Он стоял позади нее, положив подбородок на ее плечо, и она чувствовала на щеке его дыхание. Сейчас ничего нельзя сделать. Она не могла взять обратно свои слова. Она не могла врать. Она расскажет ему, и он возненавидит ее. Будь, что будет. Она прислонила голову к его плечу.
– До тебя был один парень, мне тогда было пятнадцать лет. Его звали Тони, я была глупой. Я не пользовалась противозачаточными средствами, а когда сказала, что жду ребенка, он ясно дал понять, что не желает иметь ничего общего со мной. Я сделала аборт.
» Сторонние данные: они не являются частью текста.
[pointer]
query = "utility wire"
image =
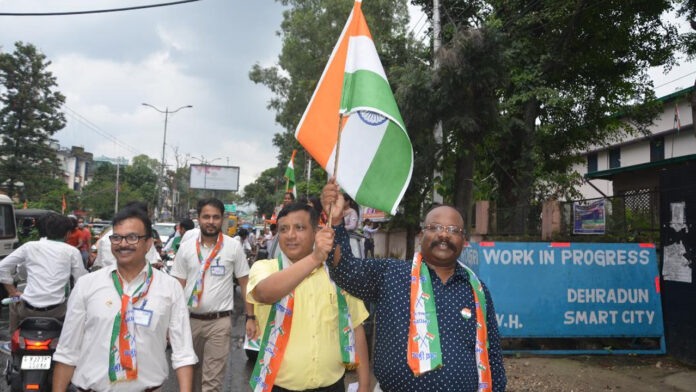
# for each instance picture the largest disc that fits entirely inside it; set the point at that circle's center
(84, 121)
(139, 7)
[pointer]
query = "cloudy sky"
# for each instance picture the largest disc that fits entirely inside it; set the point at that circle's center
(195, 54)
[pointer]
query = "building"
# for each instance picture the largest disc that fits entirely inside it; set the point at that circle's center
(76, 165)
(634, 164)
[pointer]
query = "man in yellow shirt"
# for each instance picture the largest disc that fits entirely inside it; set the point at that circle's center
(308, 341)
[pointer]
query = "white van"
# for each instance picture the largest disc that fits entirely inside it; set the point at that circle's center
(8, 228)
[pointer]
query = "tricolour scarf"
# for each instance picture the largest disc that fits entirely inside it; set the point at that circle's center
(122, 354)
(197, 292)
(277, 334)
(424, 352)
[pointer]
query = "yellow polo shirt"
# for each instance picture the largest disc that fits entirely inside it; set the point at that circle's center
(312, 358)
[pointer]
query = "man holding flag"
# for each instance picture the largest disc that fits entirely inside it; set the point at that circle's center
(452, 335)
(353, 128)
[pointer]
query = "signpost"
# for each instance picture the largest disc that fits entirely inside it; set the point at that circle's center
(571, 290)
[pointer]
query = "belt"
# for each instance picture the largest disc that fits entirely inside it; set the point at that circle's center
(151, 389)
(211, 316)
(45, 309)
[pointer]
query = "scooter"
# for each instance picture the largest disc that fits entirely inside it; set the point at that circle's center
(32, 346)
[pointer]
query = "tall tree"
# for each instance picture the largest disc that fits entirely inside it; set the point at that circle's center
(29, 115)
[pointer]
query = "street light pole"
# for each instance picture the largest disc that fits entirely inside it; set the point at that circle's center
(166, 112)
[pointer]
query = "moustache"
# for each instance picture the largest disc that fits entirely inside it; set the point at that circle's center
(449, 245)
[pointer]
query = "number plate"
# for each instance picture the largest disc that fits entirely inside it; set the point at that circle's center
(36, 362)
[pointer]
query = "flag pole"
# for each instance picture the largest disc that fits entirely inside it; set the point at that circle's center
(338, 149)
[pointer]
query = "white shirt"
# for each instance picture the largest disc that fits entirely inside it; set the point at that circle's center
(190, 235)
(105, 258)
(92, 307)
(218, 291)
(48, 265)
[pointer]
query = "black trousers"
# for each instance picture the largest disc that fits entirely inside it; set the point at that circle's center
(338, 386)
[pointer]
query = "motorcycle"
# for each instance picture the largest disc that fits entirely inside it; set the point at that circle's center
(32, 345)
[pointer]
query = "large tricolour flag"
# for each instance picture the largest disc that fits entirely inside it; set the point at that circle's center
(375, 160)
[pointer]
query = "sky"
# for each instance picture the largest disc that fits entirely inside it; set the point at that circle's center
(196, 54)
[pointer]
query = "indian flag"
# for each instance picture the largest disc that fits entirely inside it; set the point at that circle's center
(375, 159)
(290, 175)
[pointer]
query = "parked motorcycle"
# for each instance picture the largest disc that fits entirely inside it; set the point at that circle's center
(32, 346)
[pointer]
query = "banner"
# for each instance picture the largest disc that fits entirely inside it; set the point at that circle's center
(570, 289)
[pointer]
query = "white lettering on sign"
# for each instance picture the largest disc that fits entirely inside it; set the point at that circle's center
(509, 256)
(605, 257)
(609, 296)
(509, 320)
(598, 317)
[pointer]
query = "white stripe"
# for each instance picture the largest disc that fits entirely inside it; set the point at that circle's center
(356, 137)
(362, 55)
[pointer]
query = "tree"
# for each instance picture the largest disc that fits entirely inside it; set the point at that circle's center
(29, 116)
(263, 192)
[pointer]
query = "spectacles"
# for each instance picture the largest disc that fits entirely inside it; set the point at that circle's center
(437, 228)
(131, 238)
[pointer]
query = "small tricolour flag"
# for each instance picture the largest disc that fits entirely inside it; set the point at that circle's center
(376, 157)
(290, 175)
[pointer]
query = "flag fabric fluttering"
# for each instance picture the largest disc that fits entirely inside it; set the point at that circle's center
(677, 120)
(290, 175)
(375, 160)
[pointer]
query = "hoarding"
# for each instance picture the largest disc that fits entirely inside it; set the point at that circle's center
(571, 289)
(218, 178)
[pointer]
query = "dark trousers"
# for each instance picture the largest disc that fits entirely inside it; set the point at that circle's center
(338, 386)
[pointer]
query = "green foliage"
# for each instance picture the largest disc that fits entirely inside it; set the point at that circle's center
(29, 116)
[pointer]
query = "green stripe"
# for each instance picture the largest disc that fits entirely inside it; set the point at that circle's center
(390, 169)
(367, 89)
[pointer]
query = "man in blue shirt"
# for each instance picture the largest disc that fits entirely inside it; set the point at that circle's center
(455, 316)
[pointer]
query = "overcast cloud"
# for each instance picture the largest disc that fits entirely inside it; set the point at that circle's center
(191, 54)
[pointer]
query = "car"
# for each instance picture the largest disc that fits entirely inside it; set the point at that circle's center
(164, 229)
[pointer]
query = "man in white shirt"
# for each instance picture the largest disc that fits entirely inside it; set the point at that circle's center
(49, 263)
(206, 267)
(119, 318)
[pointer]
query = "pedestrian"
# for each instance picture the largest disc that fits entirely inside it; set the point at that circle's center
(205, 267)
(437, 327)
(49, 262)
(369, 230)
(312, 329)
(120, 318)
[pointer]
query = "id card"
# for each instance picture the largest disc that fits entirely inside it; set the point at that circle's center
(142, 317)
(217, 270)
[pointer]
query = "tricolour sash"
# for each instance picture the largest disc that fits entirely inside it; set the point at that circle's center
(122, 354)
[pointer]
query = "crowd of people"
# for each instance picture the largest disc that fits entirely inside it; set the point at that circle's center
(305, 302)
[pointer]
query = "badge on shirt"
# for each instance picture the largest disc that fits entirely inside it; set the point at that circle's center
(217, 270)
(142, 316)
(466, 313)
Как только Меган произнесла эти слова, снова вернулись прошлые ощущения. Она чувствовала руки доктора, распарывающие ее внутренности. Анестезия не вызвала полного обезболивания, и Меган чувствовала, как теплая кровь льется между ног и становится холодной, как лед, впитываясь в полотенца. Она кричала, умоляла его остановиться, прекратить, а ее ногти впивались в руки Клементины. Она видела над собой лицо рыдающей Клементины. Меган никогда не видела раньше, чтобы она плакала. Слезы Клементины капали на нее, и Клементина качала головой, как бы говоря, что ничего не может сделать. Потом Меган потеряла сознание, и в голове проносились образы Тони, их ребенка, кошмары с ножами, вырезающими из нее жизнь. Она не замечала, что пронзительно кричит, до тех пор, пока не почувствовала мужские руки, обнимающие ее, укладывающие ее на пол. Она забарабанила кулаками в эту грудь, думая, что это – Тони, потом, что это – доктор, потом – Клементина, позволившая ему сделать это, позволившая ему причинить ей боль, забрать единственное, что по-настоящему принадлежало только ей.
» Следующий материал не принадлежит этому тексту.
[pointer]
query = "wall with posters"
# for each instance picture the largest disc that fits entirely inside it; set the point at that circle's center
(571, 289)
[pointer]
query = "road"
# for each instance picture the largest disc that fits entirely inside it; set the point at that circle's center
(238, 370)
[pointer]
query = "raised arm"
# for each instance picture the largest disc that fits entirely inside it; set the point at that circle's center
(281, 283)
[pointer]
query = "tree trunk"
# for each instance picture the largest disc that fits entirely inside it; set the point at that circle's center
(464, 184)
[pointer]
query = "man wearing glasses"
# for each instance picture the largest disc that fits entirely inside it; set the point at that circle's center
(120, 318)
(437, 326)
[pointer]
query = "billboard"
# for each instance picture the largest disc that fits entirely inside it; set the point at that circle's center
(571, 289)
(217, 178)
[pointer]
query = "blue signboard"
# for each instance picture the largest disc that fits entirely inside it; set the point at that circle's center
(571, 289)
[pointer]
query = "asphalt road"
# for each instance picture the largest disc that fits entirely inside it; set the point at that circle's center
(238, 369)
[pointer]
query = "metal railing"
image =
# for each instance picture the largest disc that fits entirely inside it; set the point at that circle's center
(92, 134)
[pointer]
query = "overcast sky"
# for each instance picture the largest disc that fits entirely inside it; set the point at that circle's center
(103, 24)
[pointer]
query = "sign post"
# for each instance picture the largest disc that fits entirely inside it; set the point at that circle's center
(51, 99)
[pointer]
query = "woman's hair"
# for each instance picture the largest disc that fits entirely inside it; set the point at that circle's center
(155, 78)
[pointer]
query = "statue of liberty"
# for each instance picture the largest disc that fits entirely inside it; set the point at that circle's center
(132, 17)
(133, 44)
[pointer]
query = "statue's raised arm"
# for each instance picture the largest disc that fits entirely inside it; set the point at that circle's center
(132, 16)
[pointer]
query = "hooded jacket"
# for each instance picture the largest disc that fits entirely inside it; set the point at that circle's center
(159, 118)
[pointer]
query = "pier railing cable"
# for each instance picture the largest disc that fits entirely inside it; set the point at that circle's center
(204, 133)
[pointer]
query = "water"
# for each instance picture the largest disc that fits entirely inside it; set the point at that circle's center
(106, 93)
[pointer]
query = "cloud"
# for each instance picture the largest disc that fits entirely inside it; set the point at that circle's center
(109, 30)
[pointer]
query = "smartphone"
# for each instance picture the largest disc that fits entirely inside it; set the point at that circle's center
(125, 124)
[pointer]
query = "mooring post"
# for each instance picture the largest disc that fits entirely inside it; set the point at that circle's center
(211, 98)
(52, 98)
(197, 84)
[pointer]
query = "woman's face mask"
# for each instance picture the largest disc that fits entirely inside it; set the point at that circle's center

– Это был мой ребенок, – кричала Меган. Ее кулаки болели от усталости, в конце концов, она уронила их на колени. Джексон кивнул и крепче прижал ее к себе, его слезы промочили насквозь ее рубашку. – Я видела его. Это был ребенок, мой ребенок.
Меган свернулась калачиком в руках мужа, и он укачивал ее. Она перестала плакать задолго до того, как утихли его слезы.
– Я люблю тебя, Меган, – шептал он. В ответ она лишь крепче прижималась к нему. – Я люблю тебя.